Nicholas W. Lukacs1, Allison L. Miller and Cory M. Hogaboam
Department of Pathology, University of Michigan Medical School, Ann Arbor, MI 48109
The overall incidence, severity, and prevalence of asthma has risen dramatically with a distressing increase in children (1). Asthmatics are presently treated with nonspecific inhibitors of the inflammatory responses using inhaled or oral steroids accompanied by bronchodilating reagents but the overall long-term success of these treatments is debated. Although there are several contributing factors that promote severe asthmatic responses, it appears that peribronchial inflammation is a common underlying factor. There is substantial evidence that allergic inflammatory responses are driven by Th2-type cytokines including IL-4, IL-5, and IL-13 (2). The sources for the cytokines include lymphocytes, mast cells, and eosinophils, all of which participate in the allergic asthmatic responses. The mechanism governing the preferential recruitment and activation of these participating cells has been a primary focus directed at discovering therapeutic strategies. A group of cytokines that have prominent effects on leukocyte recruitment and activation are the chemokines. A common conception among researchers to date has been that blocking the correct chemokine or chemokine receptor should significantly attenuate the accumulation and/or activation of leukocyte populations that drive the asthmatic response. Although much of the data have been derived from animal models of asthma, several aspects appear to be promising for attenuating disease.

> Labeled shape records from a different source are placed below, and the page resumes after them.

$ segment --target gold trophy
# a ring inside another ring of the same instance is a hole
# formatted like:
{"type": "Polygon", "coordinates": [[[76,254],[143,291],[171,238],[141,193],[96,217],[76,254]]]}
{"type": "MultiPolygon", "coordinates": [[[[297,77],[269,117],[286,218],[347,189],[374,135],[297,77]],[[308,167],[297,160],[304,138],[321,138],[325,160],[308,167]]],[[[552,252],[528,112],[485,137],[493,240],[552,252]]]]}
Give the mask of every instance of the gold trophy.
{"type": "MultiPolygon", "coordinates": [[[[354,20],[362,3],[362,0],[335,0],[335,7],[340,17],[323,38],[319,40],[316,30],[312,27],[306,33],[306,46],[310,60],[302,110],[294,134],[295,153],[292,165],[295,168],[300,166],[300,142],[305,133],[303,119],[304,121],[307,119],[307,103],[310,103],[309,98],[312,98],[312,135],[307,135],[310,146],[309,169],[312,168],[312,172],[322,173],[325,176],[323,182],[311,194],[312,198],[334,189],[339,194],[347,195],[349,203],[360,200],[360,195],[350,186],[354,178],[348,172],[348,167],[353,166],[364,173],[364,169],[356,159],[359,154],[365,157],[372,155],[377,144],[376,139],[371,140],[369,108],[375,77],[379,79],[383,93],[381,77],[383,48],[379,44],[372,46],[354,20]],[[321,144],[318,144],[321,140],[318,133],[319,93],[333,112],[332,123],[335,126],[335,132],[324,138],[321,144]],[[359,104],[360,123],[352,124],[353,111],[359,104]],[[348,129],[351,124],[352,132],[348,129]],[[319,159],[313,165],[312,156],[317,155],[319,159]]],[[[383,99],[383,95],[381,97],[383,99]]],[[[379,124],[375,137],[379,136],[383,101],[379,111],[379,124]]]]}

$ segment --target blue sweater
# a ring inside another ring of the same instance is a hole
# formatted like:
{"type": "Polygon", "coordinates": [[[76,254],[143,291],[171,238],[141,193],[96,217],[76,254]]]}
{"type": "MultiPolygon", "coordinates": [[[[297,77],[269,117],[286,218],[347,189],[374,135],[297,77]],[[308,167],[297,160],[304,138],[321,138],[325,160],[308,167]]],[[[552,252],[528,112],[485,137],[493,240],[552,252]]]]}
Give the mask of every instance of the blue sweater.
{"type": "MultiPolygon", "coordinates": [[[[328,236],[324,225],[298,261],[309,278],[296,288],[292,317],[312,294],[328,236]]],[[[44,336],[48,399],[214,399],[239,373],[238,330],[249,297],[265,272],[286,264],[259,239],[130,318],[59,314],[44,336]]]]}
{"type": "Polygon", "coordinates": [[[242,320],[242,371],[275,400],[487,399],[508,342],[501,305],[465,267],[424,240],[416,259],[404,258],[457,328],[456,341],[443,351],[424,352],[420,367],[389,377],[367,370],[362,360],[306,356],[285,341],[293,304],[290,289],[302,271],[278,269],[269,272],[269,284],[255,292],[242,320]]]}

Chemokines have been traditionally divided into two main groups based upon their sequence homology and the position of the first two cysteine residues, C-X-C ( ) and C-C ( ). Presently there are 16 CXC ligands (CXCL1-16) and 28 CC ligands (CCL1-28) that have been identified. There are also two minor groups, the CX3C and C, both having only a single identified member. Many of the chemokines originally had multiple names that were assigned to these molecules; however, consensus within the field has standardized their nomenclature (3). These chemokine ligands bind to G protein-coupled 7 transmembrane serpentine receptors, but the function and cellular expression patterns still require classification. There are six known CXC chemokine receptors, 10 known functional CC chemokine receptors, and at least two known receptors that do not signal (DARC and D6) but are able to bind to CC and CXC chemokines possibly acting as decoy receptors. The complexity of understanding chemokine biology comes from the promiscuous binding of a single chemokine to multiple receptors, while individual receptors can bind multiplechemokines. Chemokines have diverse functions during asthmatic responses, which relate to recruitment, cellular activation/degranulation, differentiation, as well as directly altering the immune response (4). The identification of chemokines in the airways of asthmatics after allergen provocation initially suggested that these molecules might have a significant role in the accumulation of leukocytes (5). Furthermore, the expression of distinct chemokine receptors on infiltrating cell populations, especially lymphocytes and eosinophils, provides an attractive opportunity to attenuate the influx of these cell populations.